Leading off the inning was Steven Duggar. Sam Huff was on second to start the inning, then advanced to third on a wild pitch. Duggar just needed to bring Huff home from third, and the score would be tied.

Duggar struck out looking. Everyone was angry.

Marcus Semien saved Duggar, for better or for worse — after a Josh Smith K, Semien doubled, bringing home Huff and tying the score. No more runs were pushed across, sending the game to the 11th, when Dennis Santana held the A’s scoreless in the top of the inning.

Now, all the Rangers had to do was bring the Zombie Runner home and they’d win the game. A ground out, a wild pitch, a walk, a stolen base and a swinging strikeout made it two on, two out for Sam Huff. The A’s opted to walk Huff — loading the bases intentionally — in order to pitch to...

Steven Duggar.

You probably remember how this ended. Duggar struck out swinging. The Rangers gave up eight runs in the top of the inning, with four runs scoring on a grand slam given up by our old friend Kolby Allard. Everyone was irate.

And it is important to remember...this was a time where the Rangers were still hanging around. The season wasn’t over yet. They were a few games under .500, had hit a bit of a rough patch, but everyone was still emotionally invested in the season. There were still hopes of, if not the playoffs, then respectability. The prospect of finishing above .500 and having warm fuzzies heading into 2023 was still realistic.

When there is no hope, a player having a miserable game, striking out multiple times in key situations, fades into the background. It can be almost comical. I mean, what difference does one game mean in a lost season?
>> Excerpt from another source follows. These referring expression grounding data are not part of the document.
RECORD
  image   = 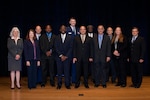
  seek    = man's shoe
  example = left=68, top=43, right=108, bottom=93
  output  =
left=84, top=84, right=89, bottom=88
left=94, top=84, right=100, bottom=87
left=102, top=85, right=107, bottom=88
left=66, top=86, right=71, bottom=89
left=57, top=85, right=61, bottom=89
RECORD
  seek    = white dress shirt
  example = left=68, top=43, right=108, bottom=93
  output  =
left=88, top=33, right=94, bottom=38
left=61, top=33, right=66, bottom=43
left=71, top=26, right=76, bottom=34
left=131, top=35, right=138, bottom=43
left=80, top=34, right=86, bottom=43
left=36, top=33, right=41, bottom=40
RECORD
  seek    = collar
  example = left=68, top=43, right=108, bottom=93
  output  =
left=11, top=36, right=20, bottom=40
left=70, top=26, right=75, bottom=29
left=46, top=32, right=52, bottom=34
left=36, top=33, right=41, bottom=36
left=133, top=35, right=138, bottom=39
left=98, top=33, right=104, bottom=36
left=61, top=33, right=66, bottom=35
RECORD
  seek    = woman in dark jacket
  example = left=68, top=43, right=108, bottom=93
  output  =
left=24, top=29, right=40, bottom=89
left=7, top=27, right=23, bottom=89
left=111, top=27, right=128, bottom=87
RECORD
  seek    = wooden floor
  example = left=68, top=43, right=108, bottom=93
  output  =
left=0, top=76, right=150, bottom=100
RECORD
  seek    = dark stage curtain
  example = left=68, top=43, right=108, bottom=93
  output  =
left=0, top=0, right=149, bottom=76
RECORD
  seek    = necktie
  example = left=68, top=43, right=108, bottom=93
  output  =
left=47, top=33, right=52, bottom=42
left=132, top=36, right=136, bottom=43
left=72, top=27, right=76, bottom=35
left=81, top=35, right=85, bottom=43
left=98, top=35, right=102, bottom=49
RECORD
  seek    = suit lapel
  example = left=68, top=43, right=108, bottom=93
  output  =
left=78, top=35, right=82, bottom=43
left=134, top=36, right=139, bottom=43
left=84, top=35, right=88, bottom=44
left=44, top=33, right=50, bottom=42
left=101, top=35, right=105, bottom=48
left=64, top=34, right=68, bottom=43
left=58, top=34, right=62, bottom=43
left=94, top=34, right=99, bottom=48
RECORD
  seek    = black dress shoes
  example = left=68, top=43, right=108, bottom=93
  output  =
left=94, top=84, right=100, bottom=87
left=121, top=84, right=126, bottom=87
left=134, top=85, right=140, bottom=88
left=102, top=85, right=107, bottom=88
left=66, top=86, right=71, bottom=89
left=41, top=84, right=45, bottom=87
left=84, top=84, right=89, bottom=88
left=57, top=85, right=61, bottom=89
left=75, top=84, right=80, bottom=88
left=50, top=83, right=55, bottom=87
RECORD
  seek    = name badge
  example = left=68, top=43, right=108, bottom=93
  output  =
left=68, top=32, right=72, bottom=34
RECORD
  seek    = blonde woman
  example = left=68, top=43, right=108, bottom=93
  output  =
left=111, top=27, right=128, bottom=87
left=7, top=27, right=23, bottom=89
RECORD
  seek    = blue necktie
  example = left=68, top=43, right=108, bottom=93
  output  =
left=47, top=33, right=52, bottom=41
left=98, top=35, right=102, bottom=49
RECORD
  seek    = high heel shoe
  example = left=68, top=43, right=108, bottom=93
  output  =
left=16, top=84, right=21, bottom=89
left=17, top=86, right=21, bottom=89
left=11, top=85, right=15, bottom=89
left=11, top=87, right=15, bottom=89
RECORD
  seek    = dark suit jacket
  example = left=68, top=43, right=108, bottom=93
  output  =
left=73, top=35, right=93, bottom=62
left=93, top=34, right=111, bottom=63
left=111, top=36, right=128, bottom=59
left=55, top=33, right=73, bottom=61
left=24, top=40, right=40, bottom=61
left=66, top=26, right=79, bottom=36
left=129, top=36, right=145, bottom=63
left=39, top=33, right=56, bottom=59
left=7, top=38, right=23, bottom=58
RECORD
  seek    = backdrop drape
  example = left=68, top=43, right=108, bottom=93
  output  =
left=0, top=0, right=149, bottom=76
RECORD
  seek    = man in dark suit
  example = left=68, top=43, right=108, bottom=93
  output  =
left=129, top=27, right=145, bottom=88
left=73, top=26, right=93, bottom=88
left=39, top=25, right=56, bottom=87
left=66, top=17, right=79, bottom=37
left=93, top=25, right=111, bottom=88
left=87, top=25, right=96, bottom=83
left=55, top=25, right=73, bottom=89
left=35, top=25, right=42, bottom=85
left=106, top=26, right=116, bottom=83
left=66, top=17, right=79, bottom=84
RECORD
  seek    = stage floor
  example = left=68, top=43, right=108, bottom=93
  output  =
left=0, top=76, right=150, bottom=100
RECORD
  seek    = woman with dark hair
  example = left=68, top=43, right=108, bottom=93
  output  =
left=24, top=29, right=40, bottom=89
left=111, top=27, right=128, bottom=87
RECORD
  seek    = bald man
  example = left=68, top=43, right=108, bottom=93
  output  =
left=35, top=25, right=42, bottom=85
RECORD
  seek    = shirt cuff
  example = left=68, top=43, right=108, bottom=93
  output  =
left=59, top=54, right=63, bottom=57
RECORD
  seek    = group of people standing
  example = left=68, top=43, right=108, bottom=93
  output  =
left=7, top=17, right=145, bottom=90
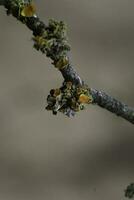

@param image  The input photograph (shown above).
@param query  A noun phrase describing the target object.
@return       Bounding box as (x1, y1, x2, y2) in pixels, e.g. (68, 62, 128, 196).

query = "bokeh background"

(0, 0, 134, 199)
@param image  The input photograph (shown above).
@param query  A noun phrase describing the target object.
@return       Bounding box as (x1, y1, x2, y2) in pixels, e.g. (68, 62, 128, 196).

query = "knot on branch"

(32, 19, 70, 61)
(46, 82, 93, 117)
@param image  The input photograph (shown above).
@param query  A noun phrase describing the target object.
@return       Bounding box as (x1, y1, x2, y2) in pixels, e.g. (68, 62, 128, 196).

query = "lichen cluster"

(5, 0, 70, 67)
(125, 183, 134, 199)
(46, 82, 93, 117)
(33, 19, 70, 67)
(6, 1, 71, 68)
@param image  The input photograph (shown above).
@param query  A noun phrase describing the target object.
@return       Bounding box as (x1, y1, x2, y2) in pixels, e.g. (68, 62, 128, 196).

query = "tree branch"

(91, 89, 134, 124)
(0, 0, 134, 124)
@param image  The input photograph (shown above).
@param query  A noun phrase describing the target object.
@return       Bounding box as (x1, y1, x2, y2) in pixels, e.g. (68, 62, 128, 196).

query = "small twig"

(0, 0, 134, 124)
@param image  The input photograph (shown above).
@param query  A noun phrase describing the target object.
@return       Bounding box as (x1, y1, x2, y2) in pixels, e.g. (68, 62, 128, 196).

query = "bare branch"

(91, 89, 134, 124)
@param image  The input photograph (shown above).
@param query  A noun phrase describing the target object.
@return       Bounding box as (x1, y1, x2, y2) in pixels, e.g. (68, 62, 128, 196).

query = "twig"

(0, 0, 134, 124)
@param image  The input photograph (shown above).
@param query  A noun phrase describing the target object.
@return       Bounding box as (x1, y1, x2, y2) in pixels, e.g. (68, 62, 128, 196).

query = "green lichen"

(33, 19, 70, 62)
(47, 19, 67, 40)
When there is hope, the same failure stings. When you are watching hope slip away in real time, when you are in the midst of seeing a season careen off a cliff, such failure cuts to the quick. It becomes a synecdoche of the failure of the team as a whole, a symbol of where things went wrong, a target for the inchoate wrath of a fan base.

As one last twist of the knife, when the Rangers came out for the bottom of the 12th, down by eight runs, they had to send the Zombie Runner out there. The Zombie Runner is the player who was the last batter up in the previous inning, which meant...Steven Duggar trotted out to second base.

Those still paying attention, when Josh Smith singled to start the 12th, got to experience the bitter irony of Steven Duggar trotting across the plate, scoring the run that cut the deficit to just seven runs.

That was the last play Duggar had as a Ranger. He was optioned two days later, designated for assignment in August, and claimed on waivers by the Anaheim Angels.

Were this a work of fiction, this is where I would report that Duggar excelled for the Angels, earning a starting job and coming up big in late game situations for them, making the denouement to the Rangers’ Steven Duggar Experience all the more agonizing.

But since this is real life, I must instead relay to you that Steven Duggar was terrible everywhere he went in 2022. He played for three AAA teams in 2022, and put up a combined line of .182/.286/.314 — his 676 OPS for Round Rock was his best performance anywhere. His major league line for the Giants, Rangers and Angels in 2022 was .153/.225/.222, his high mark being the 509 OPS he put up for the Giants.

Steven Duggar is now a free agent. I don’t know what the future holds for him. I do suspect, though, that when Rangers fans think of 2022, his will be a name that comes up unbidden, the way that Matt Kata or Ben Broussard or Jeanmar Gomez might, as players whose poor play are indelibly linked to a particularly time in Rangers history.